Potrebbe essere pronta a settembre per andare in scena a gennaio 2021. Celebra un secolo dalla comparsa della parola robot a teatro

Per ricordare i cento anni da quando, per la prima volta, in una rappresentazione teatrale è apparsa la parola “robot”, in Repubblica Ceca è stato avviato un progetto per creare opere innovative utilizzando l’intelligenza artificiale. La prima, scritta unicamente dalle macchine, si intitola “TheAiTre” e andrà in scena per la prima volta a gennaio 2020. Lo studio preliminare che racconta il progetto è stato pubblicato sull’archivio online arXiv.

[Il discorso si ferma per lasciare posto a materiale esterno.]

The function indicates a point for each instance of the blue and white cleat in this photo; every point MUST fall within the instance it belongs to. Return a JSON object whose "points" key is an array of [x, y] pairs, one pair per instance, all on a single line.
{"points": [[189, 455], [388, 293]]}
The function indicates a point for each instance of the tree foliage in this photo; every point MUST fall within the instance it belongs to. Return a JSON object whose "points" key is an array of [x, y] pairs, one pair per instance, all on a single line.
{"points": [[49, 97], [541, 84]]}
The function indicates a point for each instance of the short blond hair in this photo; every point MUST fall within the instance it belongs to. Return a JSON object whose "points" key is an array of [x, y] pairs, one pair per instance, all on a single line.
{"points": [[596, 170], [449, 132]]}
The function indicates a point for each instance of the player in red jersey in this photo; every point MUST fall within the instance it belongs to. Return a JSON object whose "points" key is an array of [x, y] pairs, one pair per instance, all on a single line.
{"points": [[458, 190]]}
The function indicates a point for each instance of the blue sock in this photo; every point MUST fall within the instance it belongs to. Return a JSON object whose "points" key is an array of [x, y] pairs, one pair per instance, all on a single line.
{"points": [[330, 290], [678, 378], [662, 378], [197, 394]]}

Lo ha firmato un gruppo dell’Università Carolina di Praga, coordinato da Rudolf Rosa, insieme agli esperti dell’Accademia delle arti performative di Praga e del teatro Švanda della capitale ceca.

 

Prospettiva capovolta

 

L’obiettivo è quello di avere il testo scritto da una macchina pronto per settembre, così che la compagnia che andrà a recitarlo possa essere pronta per l’inizio del prossimo anno. Rudolf Rosa, coordinatore del progetto, ha spiegato l’idea di fondo: “Un secolo fa l’uomo ha scritto un’opera teatrale sui robot. Ci siamo, quindi, domandati quale sarebbe il risultato se oggi i robot scrivessero una commedia teatrale sugli esseri umani”. “La ricerca – ha concluso - è nata proprio per questo centenario riadattando la trama dell’opera teatrale originaria grazie all’intelligenza artificiale”.

 

Il linguaggio Gpt-2

 

Per completare “TheAiTre” Rosa e i suoi colleghi hanno deciso di dividere la produzione dell'elaborato in diverse sotto-parti, più piccole e quindi gestibili in modo migliore dalle macchine. Un tipo di approccio già utilizzato per generare dialoghi, script o altri testi in passato, ma solo in pochissimi hanno cercato di usarlo per produrre un'intera opera; in questo caso teatrale. Per portare a termine la prosa entro settembre, sarà utilizzato un modello noto come Gpt-2, sviluppato dall’open source Openai, un generatore di testi che si basa sulla predizione, ovvero formulando ipotesi su quali termini potrebbero essere correttamente abbinati tra loro. Compatibilmente con le regole di sicurezza sanitaria legate alla pandemia, all’inizio del 2021 potremmo quindi assistere alla prima rappresentazione teatrale composta dall’intelligenza artificiale.